DEV Community

How Minds Work
How Minds Work

Posted on

Why I switched from Dragon NaturallySpeaking to Whisper API (and built my own app)

Why I switched from Dragon NaturallySpeaking to Whisper API (and built my own app)

I used Dragon NaturallySpeaking for years. It was the gold standard — everyone said so. Then I spent a weekend with Whisper and realized the gap had closed in a way Nuance wasn't advertising.

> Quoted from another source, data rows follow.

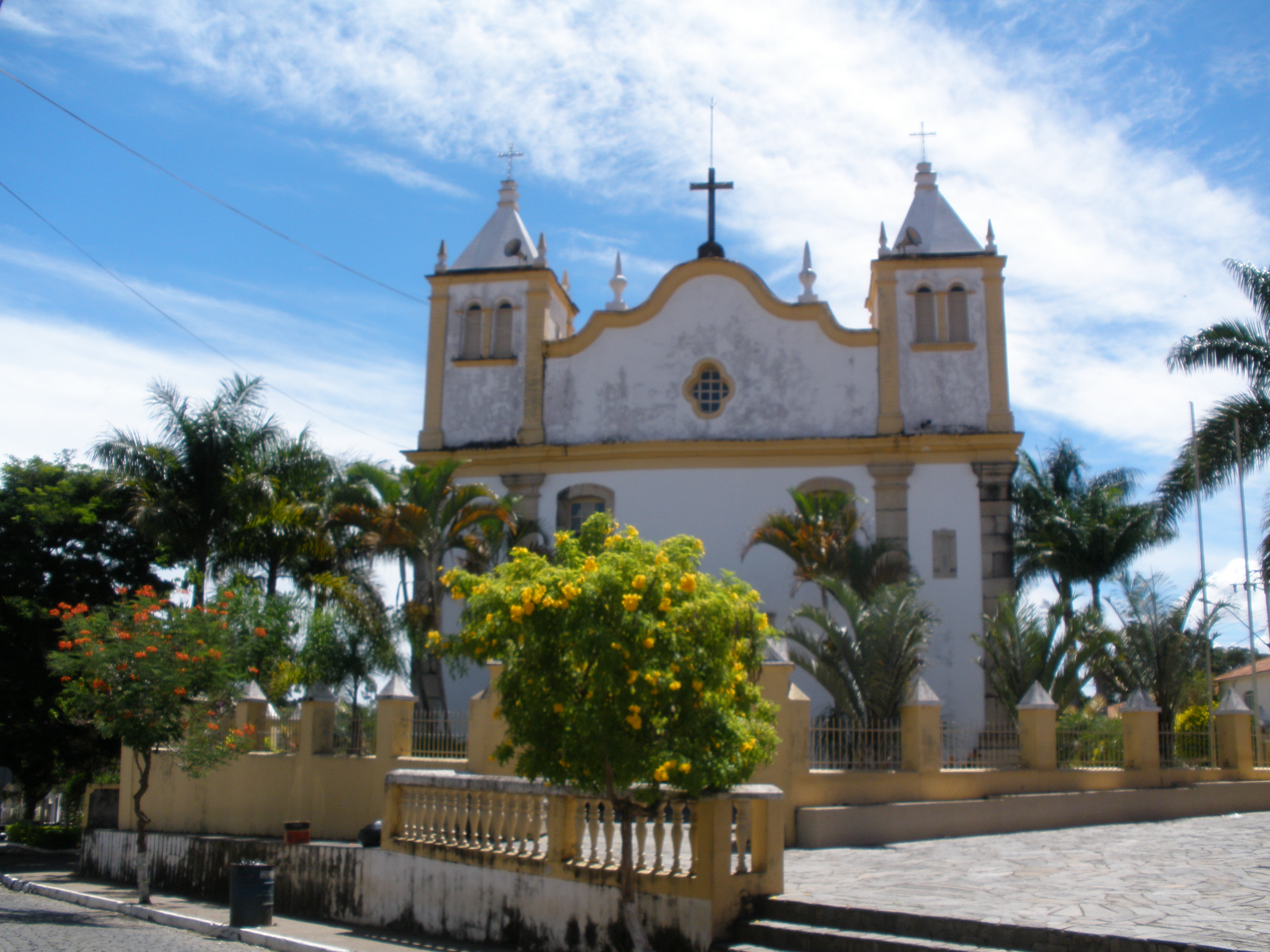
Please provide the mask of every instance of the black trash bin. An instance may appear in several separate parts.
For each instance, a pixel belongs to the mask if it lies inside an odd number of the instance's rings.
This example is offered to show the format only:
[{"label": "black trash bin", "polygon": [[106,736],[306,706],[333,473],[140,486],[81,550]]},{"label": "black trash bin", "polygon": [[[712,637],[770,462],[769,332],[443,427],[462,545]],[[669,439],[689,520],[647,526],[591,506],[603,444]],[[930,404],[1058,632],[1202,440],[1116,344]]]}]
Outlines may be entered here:
[{"label": "black trash bin", "polygon": [[230,863],[230,925],[273,925],[273,867]]}]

This post is for people evaluating modern speech-to-text options for real work. I'll go technical where it matters.

What Dragon gets right

Let's be fair. Dragon's strengths are real:

  • On-device processing: No audio leaves your machine. For legal, medical, or confidential work, this matters enormously.
  • Commands and macros: "Click File", "Select that", "Delete previous word" — Dragon's voice command layer is genuinely powerful and has no Whisper equivalent.
  • Long-session accuracy: Dragon can adapt to your voice over time. It learns your vocabulary, your accent, your quirks. Whisper doesn't personalize.
  • Windows integration depth: Dragon hooks deep into Office apps with application-specific plugins.

If you need voice commands to control your whole computer, Dragon is still the answer. This comparison is purely about transcription quality for dictating text.

Where Whisper changed the math

Accuracy on technical vocabulary

Dragon struggles with words it hasn't been trained on. You can add custom vocabulary, but it's a friction point every time you hit a new term. Whisper's approach is fundamentally different — it was trained on 680,000 hours of multilingual audio from across the internet, which means it's seen an enormous variety of technical vocabulary, names, and jargon already.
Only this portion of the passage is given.